Solche Kotaus vor den Investoren kennzeichneten auch bereits das Umgehen der Politik mit dem 1994 vom Stadtplanungsamt vorgelegten Entwurf für ein Hochhauskonzept. Statt sich auf verbindliche Anforderungen festzulegen, zog es der Rat der Stadt Köln damals vor, weiterhin im freien Spiel der (Markt-)kräfte Fakten zu schaffen, und dabei ein ums andere Mal stadtplanerische und denkmalpflegerische Erwägungen hintanzustellen. Die Ergebnisse dieser Politik sind im Stadtbild nicht zu übersehen. In der linksrheinischen Innenstadt finden sich zwischen der Eisenbahnstrecke bzw. der Inneren Kanalstraße (im nördliche Bereich) und dem Rhein nicht weniger als 20 Hochhäuser mit einer Höhe von mehr als 60 Metern. Hinzu kommen elf weitere Hochhäuser, die sich im Rechtsrheinischen allein im Stadtteil Deutz stehen. Das Hochhauskonzept kommt mithin Jahrzehnte zu spät, denn – die Computersimulation von Peter Eisenlauer machte dies deutlich – diese „Sünden der Vergangenheit“ beeinträchtigen das Stadtpanorama und versperren teils den Blick auf den Dom.
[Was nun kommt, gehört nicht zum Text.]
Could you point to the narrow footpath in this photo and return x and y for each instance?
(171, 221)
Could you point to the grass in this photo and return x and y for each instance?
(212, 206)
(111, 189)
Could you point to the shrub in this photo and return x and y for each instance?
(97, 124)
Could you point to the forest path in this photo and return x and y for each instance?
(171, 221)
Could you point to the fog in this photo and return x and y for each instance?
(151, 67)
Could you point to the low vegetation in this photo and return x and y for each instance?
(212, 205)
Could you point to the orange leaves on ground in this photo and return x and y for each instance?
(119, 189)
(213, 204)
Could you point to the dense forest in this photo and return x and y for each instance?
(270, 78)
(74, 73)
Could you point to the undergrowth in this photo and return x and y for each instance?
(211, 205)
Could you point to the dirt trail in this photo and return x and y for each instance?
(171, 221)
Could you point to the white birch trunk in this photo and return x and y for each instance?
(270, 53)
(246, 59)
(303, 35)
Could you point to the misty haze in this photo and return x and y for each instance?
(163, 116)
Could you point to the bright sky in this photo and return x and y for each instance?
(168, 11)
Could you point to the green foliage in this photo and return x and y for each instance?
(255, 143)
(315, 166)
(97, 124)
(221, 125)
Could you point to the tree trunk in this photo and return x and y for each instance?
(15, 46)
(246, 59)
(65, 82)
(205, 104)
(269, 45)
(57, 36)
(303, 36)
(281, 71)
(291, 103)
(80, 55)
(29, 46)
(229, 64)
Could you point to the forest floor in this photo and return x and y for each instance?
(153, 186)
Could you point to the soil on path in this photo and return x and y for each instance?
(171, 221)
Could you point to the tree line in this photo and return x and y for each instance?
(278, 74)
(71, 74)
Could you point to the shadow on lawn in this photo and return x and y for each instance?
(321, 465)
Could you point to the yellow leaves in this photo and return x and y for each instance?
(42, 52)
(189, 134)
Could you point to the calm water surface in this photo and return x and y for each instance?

Die City des 21. Jahrhunderts
Diese Hochhauskulisse soll nun also im Linksrheinischen noch durch je drei Hochhäuser im Rheinauhafen und entlang des Rings, und auf den Flächen in Deutz, Kalk und Mülheim durch 17 Hochhäuser erweitert werden. In der Summe sollen die im Stadtzentrum zu beiden Seiten des Rheins heute vorhandenen 31 Hochhäuser durch 23 (!) weitere ergänzt werden.
Verkauft wird diese Welle neuer Hochhäuser speziell im Rechtsrheinischen schon seit Jahren mit der Vision, dass hier „als Pedant zum mittelalterlichen Stadtkern […] die City des 21. Jahrhunderts entstehen“ könnte – so z.B. der ehemalige Oberbürgermeister Norbert Burger. Das ist schön gedacht und in der Grundausrichtung dann sinnvoll, wenn damit eine Wiedernutzung der großen Brachflächen verfolgt wird, die sich an menschlichen Maßstäben orientiert und soziale und ökologische Aspekte im Auge behält. Einer solchen Ausrichtung widerspricht jedoch die Fixierung auf die Hochhausprojekte, die derzeit am ICE-Bahnhof in Deutz geplant werden.
1 Hochhäuser können unterschiedlich definiert werden: Nach der Landesbauordnung sind Hochhäuser Gebäude, bei denen der Fußboden mindestens eines Aufenthaltsraumes mehr als 22 m über der Geländeoberfläche liegt. Die Stadt Köln erfasst in ihrem Hochhauskonzept nur solche Hochhäuser, die höher 60 m sind. Zentraler Bezugspunkt aller Hochhausplanungen ist immer der Dom. Seine Türme haben eine Höhe von 157 Meter, der First ist 61,50 Meter hoch.